Mysqli extension for php 5

I want to enable mysqli extension on Centos server where PHP 5 is installed. After searching online, I saw many people talking about uncommenting mysqli related line in the php.ini and I couldn’t find anything related to mysqli in my php.ini file.

The following returns nothing : php -m | grep mysqli

Could anyone please tell me how can I trouble shoot this problem?

What sub version of PHP 5 are you running?

The first couple of times I installed PHP on my CentOS 7, I don’t recall uncommenting anything. Though I was installing PHP 7. This was last year so I haven’t brushed up on it neither have I used my CentOS 7 for a while.

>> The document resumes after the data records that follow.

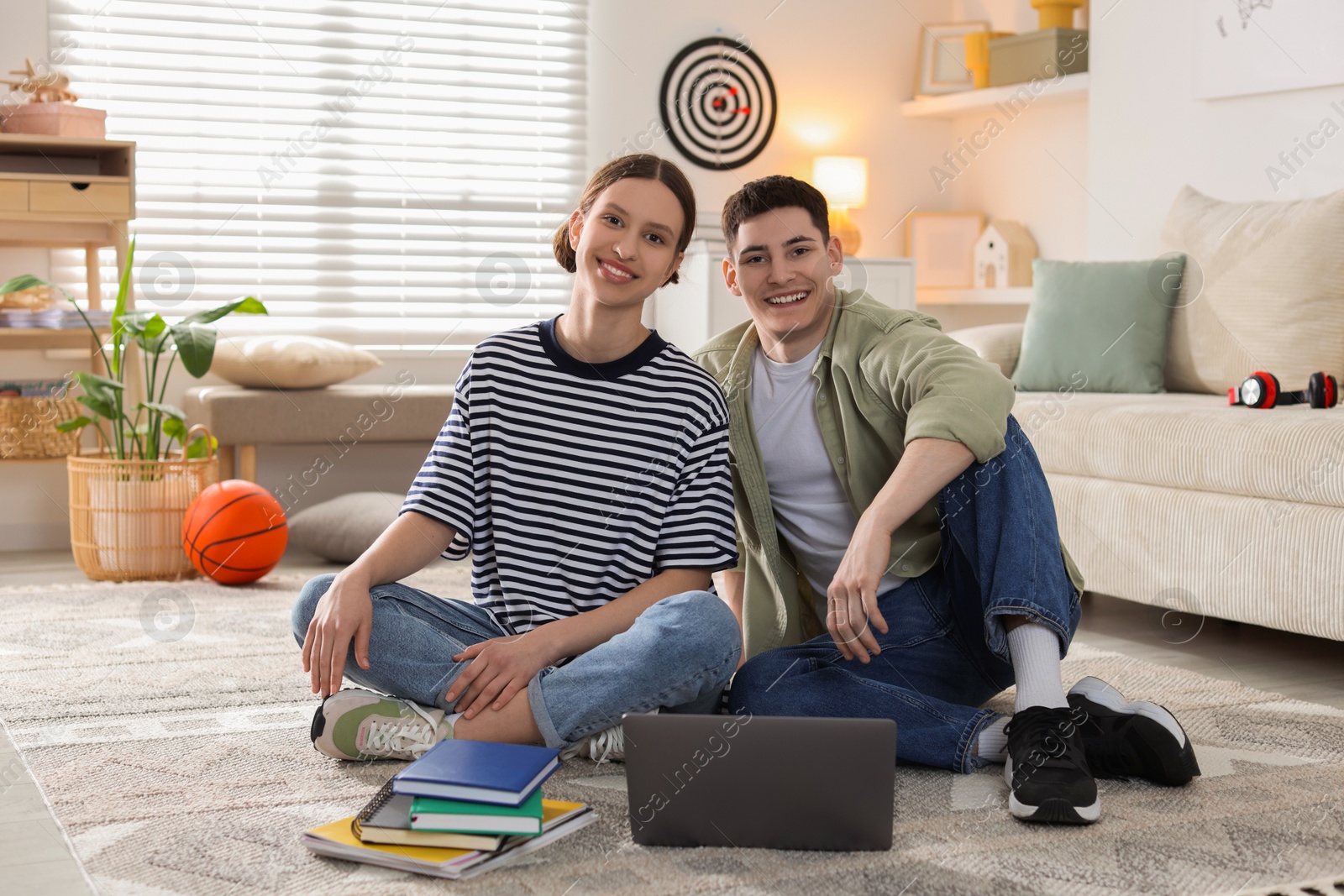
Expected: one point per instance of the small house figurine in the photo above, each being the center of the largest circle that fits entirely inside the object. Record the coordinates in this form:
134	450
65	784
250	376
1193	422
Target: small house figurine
1003	255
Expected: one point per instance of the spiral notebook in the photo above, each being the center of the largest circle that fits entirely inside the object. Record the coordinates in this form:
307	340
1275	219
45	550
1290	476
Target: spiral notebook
386	820
338	840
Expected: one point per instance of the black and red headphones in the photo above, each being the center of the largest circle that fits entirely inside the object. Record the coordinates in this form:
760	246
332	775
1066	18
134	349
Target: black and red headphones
1263	390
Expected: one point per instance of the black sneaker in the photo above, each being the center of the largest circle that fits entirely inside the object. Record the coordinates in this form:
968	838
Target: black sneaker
1132	739
1047	768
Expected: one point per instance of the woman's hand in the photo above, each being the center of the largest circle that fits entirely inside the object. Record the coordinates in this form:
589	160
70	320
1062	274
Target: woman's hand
853	597
343	614
499	669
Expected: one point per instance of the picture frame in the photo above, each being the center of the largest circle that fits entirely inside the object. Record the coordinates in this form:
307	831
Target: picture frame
942	244
942	58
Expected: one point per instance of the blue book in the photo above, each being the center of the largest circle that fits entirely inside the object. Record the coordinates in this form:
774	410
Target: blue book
477	772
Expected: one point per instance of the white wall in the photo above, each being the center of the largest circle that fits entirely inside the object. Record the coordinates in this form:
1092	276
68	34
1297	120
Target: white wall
1148	134
840	73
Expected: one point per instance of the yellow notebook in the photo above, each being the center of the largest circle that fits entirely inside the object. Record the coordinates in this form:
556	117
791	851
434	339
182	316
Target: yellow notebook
338	840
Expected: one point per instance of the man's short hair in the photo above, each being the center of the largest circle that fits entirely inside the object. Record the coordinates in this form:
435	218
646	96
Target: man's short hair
768	194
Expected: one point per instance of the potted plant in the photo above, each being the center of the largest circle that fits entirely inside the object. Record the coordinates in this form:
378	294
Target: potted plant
128	496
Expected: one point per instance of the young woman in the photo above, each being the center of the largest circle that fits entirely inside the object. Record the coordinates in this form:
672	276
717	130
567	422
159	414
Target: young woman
585	468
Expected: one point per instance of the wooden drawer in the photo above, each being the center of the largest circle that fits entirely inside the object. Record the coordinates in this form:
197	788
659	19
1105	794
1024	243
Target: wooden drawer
60	196
13	195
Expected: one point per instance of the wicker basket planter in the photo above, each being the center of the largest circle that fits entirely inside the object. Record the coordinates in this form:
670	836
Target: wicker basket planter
125	516
29	426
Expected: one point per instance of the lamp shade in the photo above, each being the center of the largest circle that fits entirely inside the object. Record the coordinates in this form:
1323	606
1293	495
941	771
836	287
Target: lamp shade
842	179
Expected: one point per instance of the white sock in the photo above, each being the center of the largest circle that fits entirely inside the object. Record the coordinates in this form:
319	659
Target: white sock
994	743
1035	661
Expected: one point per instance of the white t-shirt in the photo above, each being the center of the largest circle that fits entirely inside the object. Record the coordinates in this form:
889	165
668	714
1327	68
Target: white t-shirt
811	508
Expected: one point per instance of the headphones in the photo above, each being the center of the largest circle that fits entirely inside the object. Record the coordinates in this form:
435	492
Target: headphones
1263	390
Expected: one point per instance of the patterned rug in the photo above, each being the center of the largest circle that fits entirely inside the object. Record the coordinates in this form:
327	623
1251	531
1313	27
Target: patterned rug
167	726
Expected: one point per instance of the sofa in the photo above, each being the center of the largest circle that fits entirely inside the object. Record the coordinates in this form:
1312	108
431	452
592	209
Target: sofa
1180	500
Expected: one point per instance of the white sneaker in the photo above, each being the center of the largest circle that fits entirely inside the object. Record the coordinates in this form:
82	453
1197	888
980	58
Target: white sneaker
360	725
604	746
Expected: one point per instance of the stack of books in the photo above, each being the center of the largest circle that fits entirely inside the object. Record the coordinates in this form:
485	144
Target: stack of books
53	318
461	809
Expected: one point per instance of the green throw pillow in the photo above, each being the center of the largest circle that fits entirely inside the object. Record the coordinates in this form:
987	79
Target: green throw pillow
1099	327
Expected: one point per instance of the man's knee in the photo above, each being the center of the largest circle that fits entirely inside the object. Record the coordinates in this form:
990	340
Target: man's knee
759	681
307	604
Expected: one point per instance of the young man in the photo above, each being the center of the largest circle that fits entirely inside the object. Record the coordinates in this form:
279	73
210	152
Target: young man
882	486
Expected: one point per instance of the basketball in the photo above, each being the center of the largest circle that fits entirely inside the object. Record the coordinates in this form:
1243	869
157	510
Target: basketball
234	532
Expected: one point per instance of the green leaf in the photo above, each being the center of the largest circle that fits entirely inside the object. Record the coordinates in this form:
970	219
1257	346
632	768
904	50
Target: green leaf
100	389
123	291
195	347
24	281
168	410
71	426
198	446
246	305
92	382
148	324
102	409
175	429
155	344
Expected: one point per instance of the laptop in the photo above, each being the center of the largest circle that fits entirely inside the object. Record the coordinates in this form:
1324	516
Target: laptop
759	781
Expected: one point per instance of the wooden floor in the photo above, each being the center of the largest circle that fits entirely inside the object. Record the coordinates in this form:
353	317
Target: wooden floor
34	857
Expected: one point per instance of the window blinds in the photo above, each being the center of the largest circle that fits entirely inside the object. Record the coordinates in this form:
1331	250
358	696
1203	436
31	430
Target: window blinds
387	172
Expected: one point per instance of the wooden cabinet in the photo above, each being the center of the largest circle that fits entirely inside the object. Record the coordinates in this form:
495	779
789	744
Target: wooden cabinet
66	192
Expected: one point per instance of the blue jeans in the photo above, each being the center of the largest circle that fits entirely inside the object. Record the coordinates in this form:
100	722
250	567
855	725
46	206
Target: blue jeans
679	654
945	652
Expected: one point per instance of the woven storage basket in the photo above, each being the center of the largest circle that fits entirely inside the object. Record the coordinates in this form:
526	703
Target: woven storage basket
29	426
125	516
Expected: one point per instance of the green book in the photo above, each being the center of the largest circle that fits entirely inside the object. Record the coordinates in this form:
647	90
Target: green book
477	819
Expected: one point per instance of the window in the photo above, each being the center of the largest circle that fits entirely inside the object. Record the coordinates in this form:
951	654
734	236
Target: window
387	172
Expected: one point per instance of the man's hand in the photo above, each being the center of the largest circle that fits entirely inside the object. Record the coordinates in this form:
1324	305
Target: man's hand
853	597
346	611
499	669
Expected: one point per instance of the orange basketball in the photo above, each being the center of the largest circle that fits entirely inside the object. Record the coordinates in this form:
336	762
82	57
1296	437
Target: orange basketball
234	532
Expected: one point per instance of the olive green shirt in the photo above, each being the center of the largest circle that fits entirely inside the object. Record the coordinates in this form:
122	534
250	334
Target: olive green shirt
885	378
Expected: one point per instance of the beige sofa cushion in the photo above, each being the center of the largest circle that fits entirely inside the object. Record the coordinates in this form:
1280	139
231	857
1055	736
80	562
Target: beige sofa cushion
343	528
1273	291
1189	443
340	414
995	343
289	362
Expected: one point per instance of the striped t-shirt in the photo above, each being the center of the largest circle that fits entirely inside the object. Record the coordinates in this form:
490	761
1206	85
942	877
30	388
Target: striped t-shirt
571	483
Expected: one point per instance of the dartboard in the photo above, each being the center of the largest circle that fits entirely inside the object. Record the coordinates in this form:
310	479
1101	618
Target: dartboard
718	103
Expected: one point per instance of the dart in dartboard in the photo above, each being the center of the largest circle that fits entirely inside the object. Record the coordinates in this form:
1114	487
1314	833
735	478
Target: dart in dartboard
718	103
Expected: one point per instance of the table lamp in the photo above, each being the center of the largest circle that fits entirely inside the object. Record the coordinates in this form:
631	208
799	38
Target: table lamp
844	181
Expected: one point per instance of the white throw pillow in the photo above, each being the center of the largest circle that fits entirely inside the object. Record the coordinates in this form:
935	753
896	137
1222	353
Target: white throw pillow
1273	291
289	362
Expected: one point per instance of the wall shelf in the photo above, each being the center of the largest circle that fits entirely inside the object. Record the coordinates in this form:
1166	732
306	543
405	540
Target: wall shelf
1005	296
971	102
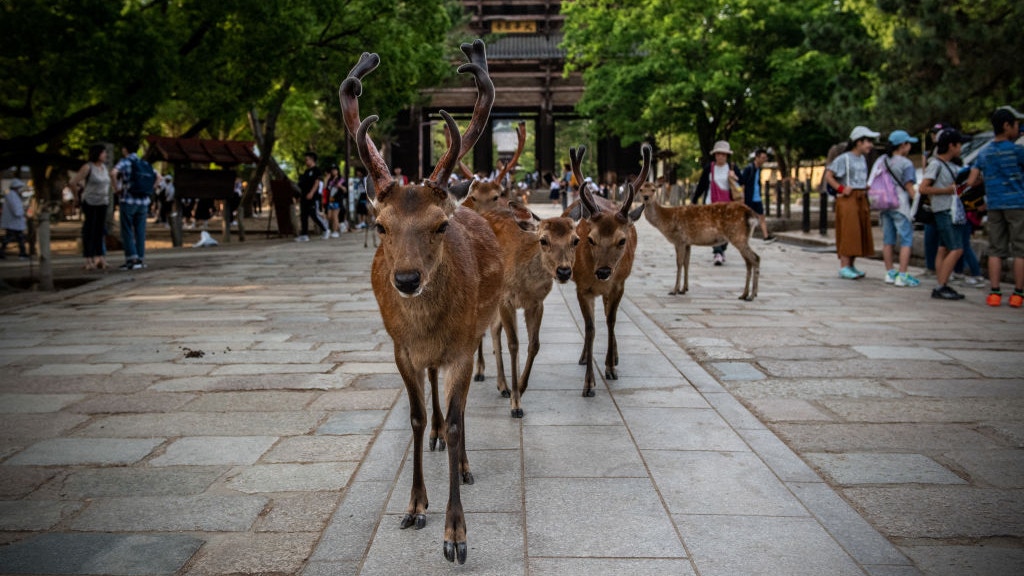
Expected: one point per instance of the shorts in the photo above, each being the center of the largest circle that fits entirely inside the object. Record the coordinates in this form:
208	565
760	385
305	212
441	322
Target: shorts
1006	233
950	236
895	225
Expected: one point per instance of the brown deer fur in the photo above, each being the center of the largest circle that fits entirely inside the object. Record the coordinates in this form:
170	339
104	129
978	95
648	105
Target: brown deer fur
531	261
705	224
603	261
437	278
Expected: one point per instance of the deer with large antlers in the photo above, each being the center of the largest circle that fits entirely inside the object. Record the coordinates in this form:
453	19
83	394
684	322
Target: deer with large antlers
603	260
705	224
437	278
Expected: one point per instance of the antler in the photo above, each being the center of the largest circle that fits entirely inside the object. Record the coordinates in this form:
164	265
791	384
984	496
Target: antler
477	66
521	134
348	93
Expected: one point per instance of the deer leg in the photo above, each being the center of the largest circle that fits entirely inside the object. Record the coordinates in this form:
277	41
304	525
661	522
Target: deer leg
753	272
509	323
437	418
478	376
455	547
416	513
496	338
611	311
680	258
587	309
534	314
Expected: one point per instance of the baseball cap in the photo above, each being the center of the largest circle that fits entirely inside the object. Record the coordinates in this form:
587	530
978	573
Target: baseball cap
896	137
950	136
862	132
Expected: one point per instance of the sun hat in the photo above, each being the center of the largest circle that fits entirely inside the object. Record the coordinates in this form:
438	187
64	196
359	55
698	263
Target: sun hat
722	147
897	137
862	132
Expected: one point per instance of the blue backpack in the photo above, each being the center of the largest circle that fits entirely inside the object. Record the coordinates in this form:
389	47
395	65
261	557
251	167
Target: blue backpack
143	178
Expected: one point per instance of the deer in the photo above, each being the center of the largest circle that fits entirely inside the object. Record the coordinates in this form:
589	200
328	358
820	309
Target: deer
603	259
436	277
704	224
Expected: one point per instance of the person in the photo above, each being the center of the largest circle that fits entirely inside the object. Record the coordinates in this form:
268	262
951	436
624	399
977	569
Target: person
13	220
896	224
361	199
939	182
848	174
134	207
94	180
1001	166
336	196
751	178
309	182
717	179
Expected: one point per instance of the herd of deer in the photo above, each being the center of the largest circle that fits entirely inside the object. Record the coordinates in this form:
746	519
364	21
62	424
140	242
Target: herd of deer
453	263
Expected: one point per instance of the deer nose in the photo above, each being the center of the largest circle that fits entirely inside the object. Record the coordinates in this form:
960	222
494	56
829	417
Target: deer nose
407	282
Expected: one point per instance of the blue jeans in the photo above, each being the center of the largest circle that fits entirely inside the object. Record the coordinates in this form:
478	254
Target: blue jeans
133	230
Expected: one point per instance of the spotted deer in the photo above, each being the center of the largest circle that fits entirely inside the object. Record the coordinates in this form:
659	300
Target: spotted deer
704	224
437	280
603	260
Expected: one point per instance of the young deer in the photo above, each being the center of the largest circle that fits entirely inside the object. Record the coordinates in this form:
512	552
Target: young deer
603	261
437	279
534	256
705	224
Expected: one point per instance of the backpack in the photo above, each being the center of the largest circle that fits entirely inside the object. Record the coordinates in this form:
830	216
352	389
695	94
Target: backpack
882	191
142	179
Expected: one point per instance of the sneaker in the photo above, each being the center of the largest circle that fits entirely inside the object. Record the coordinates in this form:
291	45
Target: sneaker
946	293
906	280
848	273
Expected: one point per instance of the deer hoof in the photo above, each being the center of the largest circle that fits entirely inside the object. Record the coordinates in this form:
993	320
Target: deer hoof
414	520
455	551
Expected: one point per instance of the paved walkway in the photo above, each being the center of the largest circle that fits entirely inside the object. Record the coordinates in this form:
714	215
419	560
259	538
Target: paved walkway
237	410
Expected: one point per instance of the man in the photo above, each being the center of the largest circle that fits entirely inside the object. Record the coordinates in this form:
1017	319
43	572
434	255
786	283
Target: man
1001	165
308	188
751	178
134	179
940	183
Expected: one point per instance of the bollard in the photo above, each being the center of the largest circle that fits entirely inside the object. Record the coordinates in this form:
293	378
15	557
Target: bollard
806	206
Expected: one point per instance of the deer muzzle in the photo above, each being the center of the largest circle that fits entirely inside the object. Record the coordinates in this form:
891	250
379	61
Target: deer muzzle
408	283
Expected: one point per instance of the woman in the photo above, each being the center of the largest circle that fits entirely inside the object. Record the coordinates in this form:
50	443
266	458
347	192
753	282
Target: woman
95	182
717	180
848	174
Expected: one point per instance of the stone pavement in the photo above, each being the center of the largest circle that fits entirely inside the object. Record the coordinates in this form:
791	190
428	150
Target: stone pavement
237	410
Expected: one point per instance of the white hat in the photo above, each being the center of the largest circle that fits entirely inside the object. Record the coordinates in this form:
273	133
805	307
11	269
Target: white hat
862	132
722	147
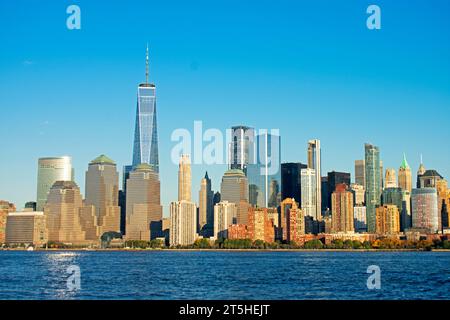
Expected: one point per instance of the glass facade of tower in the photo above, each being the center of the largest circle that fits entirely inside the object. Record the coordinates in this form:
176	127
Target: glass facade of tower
242	147
264	176
373	184
145	148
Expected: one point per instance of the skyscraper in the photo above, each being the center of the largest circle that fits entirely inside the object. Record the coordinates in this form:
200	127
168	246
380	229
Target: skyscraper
102	192
314	162
5	208
183	213
404	175
291	180
308	200
264	176
62	212
373	184
183	223
145	148
390	180
292	220
225	214
143	208
420	172
358	194
184	178
425	209
335	179
360	173
402	199
206	207
387	219
342	209
234	189
429	179
359	215
50	170
26	227
242	147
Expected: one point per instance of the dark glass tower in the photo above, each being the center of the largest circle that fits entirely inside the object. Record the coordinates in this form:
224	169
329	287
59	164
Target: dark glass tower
291	180
145	148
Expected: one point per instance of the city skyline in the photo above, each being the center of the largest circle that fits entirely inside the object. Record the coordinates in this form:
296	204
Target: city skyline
40	136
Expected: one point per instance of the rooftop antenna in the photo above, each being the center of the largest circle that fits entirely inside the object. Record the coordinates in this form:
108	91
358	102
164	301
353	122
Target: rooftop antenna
146	66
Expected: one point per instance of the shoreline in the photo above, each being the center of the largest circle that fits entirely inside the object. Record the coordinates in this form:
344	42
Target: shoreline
225	250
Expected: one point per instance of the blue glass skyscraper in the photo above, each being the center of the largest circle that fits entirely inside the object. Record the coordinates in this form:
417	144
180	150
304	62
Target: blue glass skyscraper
264	176
145	148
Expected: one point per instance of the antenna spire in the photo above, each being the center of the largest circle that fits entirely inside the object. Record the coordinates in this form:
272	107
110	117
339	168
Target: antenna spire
146	65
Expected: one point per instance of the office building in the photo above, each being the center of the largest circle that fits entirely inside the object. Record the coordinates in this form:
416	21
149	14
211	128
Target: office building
184	178
360	221
102	192
26	228
342	209
206	208
291	180
314	162
143	204
424	207
5	208
390	180
234	189
360	172
335	179
50	170
145	147
260	227
62	212
373	185
387	220
402	199
183	223
405	176
292	221
242	147
358	194
264	176
225	214
308	200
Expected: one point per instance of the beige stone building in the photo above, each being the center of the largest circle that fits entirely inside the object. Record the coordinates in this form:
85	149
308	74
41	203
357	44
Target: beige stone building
26	228
64	204
143	207
405	176
5	208
205	207
184	178
342	210
234	189
225	214
183	223
390	180
387	219
102	192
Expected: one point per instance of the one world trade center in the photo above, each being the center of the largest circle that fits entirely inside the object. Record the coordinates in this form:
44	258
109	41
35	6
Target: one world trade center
145	148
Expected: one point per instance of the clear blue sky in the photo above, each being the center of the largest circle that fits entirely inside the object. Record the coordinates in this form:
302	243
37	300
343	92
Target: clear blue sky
310	68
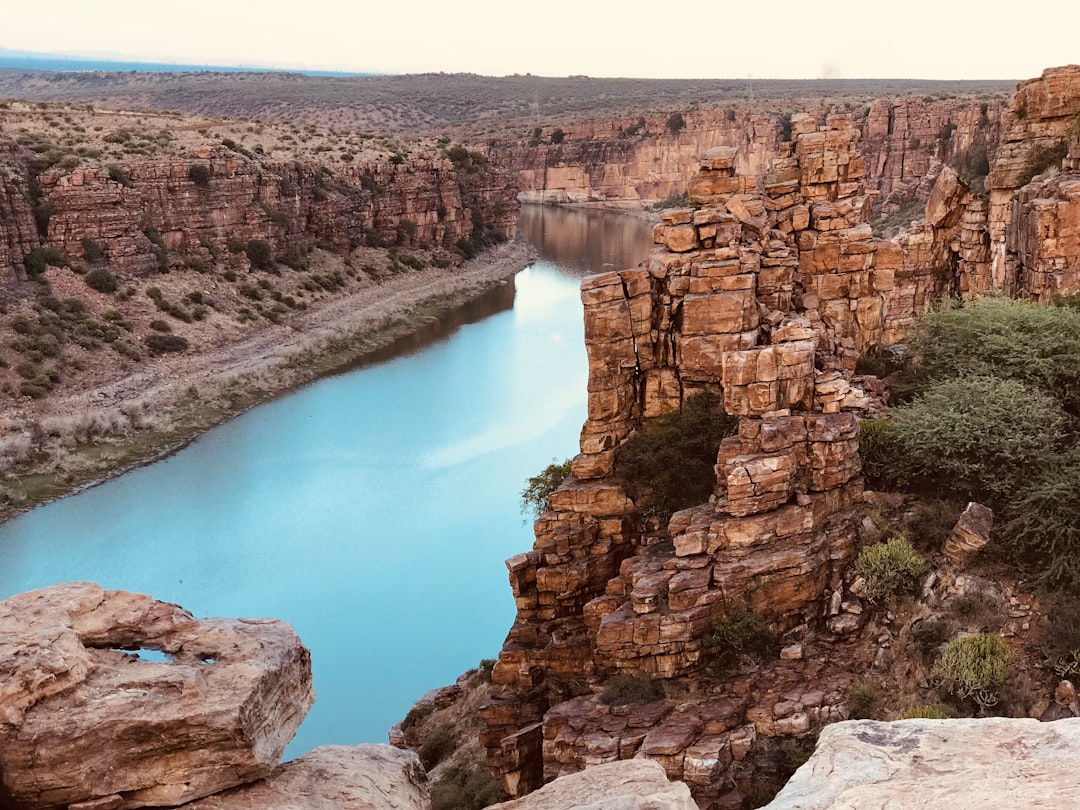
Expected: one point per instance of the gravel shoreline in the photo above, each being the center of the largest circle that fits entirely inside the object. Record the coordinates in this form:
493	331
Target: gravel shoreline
175	399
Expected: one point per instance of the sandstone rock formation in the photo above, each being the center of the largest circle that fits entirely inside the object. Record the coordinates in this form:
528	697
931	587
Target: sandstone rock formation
84	719
905	143
634	784
160	214
935	764
766	293
334	778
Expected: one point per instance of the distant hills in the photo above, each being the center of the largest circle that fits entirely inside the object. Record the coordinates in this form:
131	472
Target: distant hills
31	61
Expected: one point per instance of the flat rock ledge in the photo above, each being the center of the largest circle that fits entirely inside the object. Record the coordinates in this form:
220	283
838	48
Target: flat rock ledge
334	778
629	784
954	765
85	720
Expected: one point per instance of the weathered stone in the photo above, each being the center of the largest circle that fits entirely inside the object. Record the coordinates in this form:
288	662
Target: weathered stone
918	765
631	784
971	532
82	719
334	778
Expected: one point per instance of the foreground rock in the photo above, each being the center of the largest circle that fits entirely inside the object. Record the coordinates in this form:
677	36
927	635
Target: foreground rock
81	719
632	784
939	764
334	778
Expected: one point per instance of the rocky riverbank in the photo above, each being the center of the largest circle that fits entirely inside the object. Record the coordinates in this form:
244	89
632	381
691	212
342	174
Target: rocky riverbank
117	419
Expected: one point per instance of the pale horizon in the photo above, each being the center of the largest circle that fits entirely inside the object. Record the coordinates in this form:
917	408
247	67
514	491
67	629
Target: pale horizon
922	40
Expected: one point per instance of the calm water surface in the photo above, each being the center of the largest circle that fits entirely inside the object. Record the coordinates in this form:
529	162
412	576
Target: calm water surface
372	510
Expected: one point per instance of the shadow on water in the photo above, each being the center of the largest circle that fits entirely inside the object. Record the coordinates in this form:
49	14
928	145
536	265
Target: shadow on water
585	241
441	326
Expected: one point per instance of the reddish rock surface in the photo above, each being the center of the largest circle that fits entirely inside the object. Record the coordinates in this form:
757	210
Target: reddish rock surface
81	719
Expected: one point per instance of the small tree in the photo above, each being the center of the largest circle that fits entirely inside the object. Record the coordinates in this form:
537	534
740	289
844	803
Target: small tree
535	495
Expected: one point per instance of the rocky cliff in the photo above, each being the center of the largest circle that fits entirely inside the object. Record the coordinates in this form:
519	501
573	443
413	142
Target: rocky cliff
905	143
765	292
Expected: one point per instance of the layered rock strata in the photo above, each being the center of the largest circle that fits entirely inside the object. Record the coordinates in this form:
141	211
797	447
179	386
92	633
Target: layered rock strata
635	784
334	778
157	212
906	142
84	718
767	294
961	764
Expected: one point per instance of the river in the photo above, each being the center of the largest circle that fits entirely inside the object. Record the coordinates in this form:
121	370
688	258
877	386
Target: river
372	510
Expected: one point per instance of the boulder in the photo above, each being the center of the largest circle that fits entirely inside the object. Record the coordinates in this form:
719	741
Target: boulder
916	765
629	784
88	715
334	778
971	532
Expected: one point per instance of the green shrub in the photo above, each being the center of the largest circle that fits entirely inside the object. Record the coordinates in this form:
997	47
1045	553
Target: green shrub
974	666
439	745
1042	522
926	712
200	174
535	495
739	634
975	436
117	174
158	343
464	787
39	258
1004	338
889	568
631	689
259	254
1043	158
102	280
92	251
667	463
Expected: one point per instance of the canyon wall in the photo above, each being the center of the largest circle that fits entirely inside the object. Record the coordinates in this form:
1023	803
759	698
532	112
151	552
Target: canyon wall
765	293
905	143
295	205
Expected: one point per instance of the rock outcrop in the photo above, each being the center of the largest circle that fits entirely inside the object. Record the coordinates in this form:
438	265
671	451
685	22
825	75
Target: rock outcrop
152	212
334	778
961	764
634	784
766	293
83	718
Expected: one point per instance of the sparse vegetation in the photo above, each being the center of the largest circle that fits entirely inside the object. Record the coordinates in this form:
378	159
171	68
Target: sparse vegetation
536	491
667	463
974	666
889	568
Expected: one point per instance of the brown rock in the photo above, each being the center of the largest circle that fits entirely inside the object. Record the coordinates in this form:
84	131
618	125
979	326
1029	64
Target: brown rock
631	784
81	719
971	532
334	778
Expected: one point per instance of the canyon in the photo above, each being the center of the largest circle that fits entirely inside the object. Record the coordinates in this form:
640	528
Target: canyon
766	289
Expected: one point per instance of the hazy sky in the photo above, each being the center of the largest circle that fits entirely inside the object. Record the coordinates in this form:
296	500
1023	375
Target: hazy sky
929	39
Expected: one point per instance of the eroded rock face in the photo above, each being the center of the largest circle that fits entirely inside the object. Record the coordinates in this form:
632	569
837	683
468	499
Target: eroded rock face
82	719
631	784
957	764
334	778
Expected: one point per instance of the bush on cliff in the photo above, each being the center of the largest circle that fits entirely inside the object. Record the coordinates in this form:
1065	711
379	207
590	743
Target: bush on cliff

I believe all you have to do is just

yum -y install php-mysqli

As you would with any package. You generally do the same thing in Ubuntu as well. Say we want to install cURL since it hasn’t been installed on Ubuntu, we would install it depending on which version of PHP we are using.

For PHP 5, it’s

sudo apt-get -y install php5-curl

For PHP 7, it’s

sudo apt-get -y install php7.0-curl

Here is my CentOS 7 php.ini file. As you can see, the extensions aren’t managed in php.ini as if it would on Windows. They are maintained in a different way.

I am using PHP Version 5.4.16

@spaceshiptrooper Thanks for sharing your ini file. I tried running the following and got the following results. However, the following command started returning result which was returning nothing last time I checked:

]$ php -m | grep mysqli
mysqli
 ]$ sudo yum -y install php-mysqli
Loaded plugins: langpacks, rhnplugin, ulninfo
This system is receiving updates from ULN.
ol7_x86_64_UEKR3                                                                                                                      | 1.2 kB  00:00:00
ol7_x86_64_latest                                                                                                                     | 1.4 kB  00:00:00
Package php-mysql-5.4.16-42.el7.x86_64 already installed and latest version
Nothing to do

It might be worth checking that the php.ini file that PHP is using is the one you think it’s using. Sometimes a server might have multiple php.ini files. Use phpinfo() to see which one PHP is actually using

Thanks everyone. The command php -m | grep mysqli seems to be returning the result for some reason and I believe the issue has been resolved.